Wang Peizhen was one of two Shanghai teachers who divided their time between two schools in the Archimedes NE Maths Hub area: St Augustine’s RC Primary School in Darlington, and St Gregory’s Catholic Academy in Stockton on Tees.
At a reception given by the Chinese Embassy in London on the evening before the party of teachers flew back to China, Wang Peizhen spoke on behalf of all the Shanghai teachers. It was a speech that moved the whole room, and one that perfectly encapsulated the month-long professional and personal experience of all teachers—from the East and the West—who’d participated in this first wave of the teacher exchange.
- - - - -
Good evening, ladies and gentlemen.
My name is Wang Peizhen. I am a teacher from Shanghai, China. I teach maths at Pingliang Rd. No.3 Primary School. I am honoured to make this speech, as a representative of the 29 teachers from Shanghai.

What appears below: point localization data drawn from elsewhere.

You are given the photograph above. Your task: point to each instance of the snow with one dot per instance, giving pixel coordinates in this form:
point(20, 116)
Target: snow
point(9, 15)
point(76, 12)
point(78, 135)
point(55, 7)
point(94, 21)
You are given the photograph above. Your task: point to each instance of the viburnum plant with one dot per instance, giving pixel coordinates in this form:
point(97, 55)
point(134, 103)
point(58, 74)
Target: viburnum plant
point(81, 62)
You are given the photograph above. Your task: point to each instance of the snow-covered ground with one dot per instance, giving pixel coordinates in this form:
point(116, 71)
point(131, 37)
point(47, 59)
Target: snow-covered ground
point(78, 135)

First of all, I would like to thank Mr. Nick Gibb M.P. Minister of State for School Reform, also Mr. Shen Yang, Minister Counsellor at the Embassy of the Peoples Republic of China.

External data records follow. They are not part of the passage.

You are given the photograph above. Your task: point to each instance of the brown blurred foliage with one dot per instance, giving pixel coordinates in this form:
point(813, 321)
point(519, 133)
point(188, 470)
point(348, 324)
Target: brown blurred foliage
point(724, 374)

On behalf of all the Shanghai teachers, I thank the National College and NCETM for inviting us to be part of this project. Sincere thanks go to Shanghai Municipal Education Commission and the project team at Shanghai Normal University.
I am sure that my colleagues would want me to thank the Principals of our own schools, who are supporting us in this work. On behalf of CAI Junaquin and myself, we extend our thanks to Martina McCollom, Lucy Ashley and Catherine Guy; our project partners at St. Augustines School, Darlington and St. Gregory’s School, Stockton. Thank you also to the Archimedes Maths Hub at Carmel College. Everyone has been so welcoming and helpful. All of them are family.
During the past month in England, I fell deeply in love with this country. I saw the blue sky and soft clouds, I liked the Gothic architecture here, I have met many kind people and polite drivers. I particularly liked Mr.& Mrs.Lollipop, helping children to safely cross the roads. Everything is peaceful and everyone looks friendly.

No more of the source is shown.